Chile em estado de emergência com contestação social

Access to the comments Comentários
De  João Paulo Godinho
Chile em estado de emergência com contestação social
Direitos de autor  Reuters   -  

A ferro e fogo. É esta a realidade do Chile nos últimos dias, depois de o Exército ter declarado o estado de sítio na capital Santiago devido aos protestos violentos contra o aumento do preço dos bilhetes do metro.

“Tendo analisado a situação e os abusos ocorridos durante o dia de hoje [sábado] e a obrigação legal de proteger as pessoas e os seus bens, tomei a decisão de decretar a suspensão das liberdades pessoais de movimento através da instauração do estado de sítio”, afirmou o general de divisão do Exército chileno Javier Iturriaga.

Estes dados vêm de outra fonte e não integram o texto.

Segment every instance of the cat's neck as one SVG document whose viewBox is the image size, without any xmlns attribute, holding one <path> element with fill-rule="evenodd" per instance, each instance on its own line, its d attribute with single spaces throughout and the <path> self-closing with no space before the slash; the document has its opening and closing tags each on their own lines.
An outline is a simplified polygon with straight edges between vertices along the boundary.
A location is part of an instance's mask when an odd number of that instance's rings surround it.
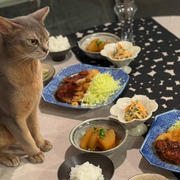
<svg viewBox="0 0 180 180">
<path fill-rule="evenodd" d="M 26 86 L 42 82 L 40 60 L 34 59 L 19 63 L 9 63 L 4 75 L 13 86 Z"/>
</svg>

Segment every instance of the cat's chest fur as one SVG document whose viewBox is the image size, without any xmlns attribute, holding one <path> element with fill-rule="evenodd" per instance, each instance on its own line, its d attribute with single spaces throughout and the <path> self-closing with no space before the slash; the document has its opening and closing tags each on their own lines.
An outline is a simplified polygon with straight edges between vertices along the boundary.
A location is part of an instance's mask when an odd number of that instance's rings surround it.
<svg viewBox="0 0 180 180">
<path fill-rule="evenodd" d="M 8 110 L 13 114 L 16 112 L 17 116 L 25 117 L 41 97 L 43 87 L 41 63 L 39 60 L 34 60 L 16 66 L 9 65 L 5 76 L 7 91 L 4 105 L 6 109 L 9 107 Z"/>
</svg>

Sob enorme pressão das ruas e já com mais de 300 pessoas detidas, o presidente do Chile, Sebastian Piñera, já se viu obrigado a recuar e anunciou a suspensão da polémica medida, na esperança do fim da agitação social.

De acordo com as autoridades, mais de 150 pessoas ficaram feridas nos distúrbios e três pessoas morreram num incêndio num supermercado.

"A polícia e os bombeiros encontraram dois corpos queimados e outra pessoa em péssimo estado, tendo sido transferidos para um hospital, onde infelizmente morreram", disse a prefeita da Região Metropolitana de Santiago do Chile, Karla Rubilar.

As autoridades acrescentaram que os corpos foram encontrados quando o fogo foi extinto no supermercado da comuna de San Bernardo, causado durante a noite deste sábado no meio dos tumultos, incêndios e saques que abalaram a capital. Também as regiões de Valparaíso e Concepción, bem como outras cidades do Chile foram alvo de destruição urbana e confrontos entre polícia e manifestantes.

Todavia, a região metropolitana de Santiago do Chile é mesmo onde o clima se encontra mais tenso e as forças armadas já mobilizaram mais de 9000 efetivos para assegurar o controlo da situação.

A contestação social começou no início da semana de forma pacífica e radicalizou-se a partir de sexta-feira. Nos últimos dois dias acabaram por se registar diversos incêndios e estragos em estações de metro e outros transportes públicos.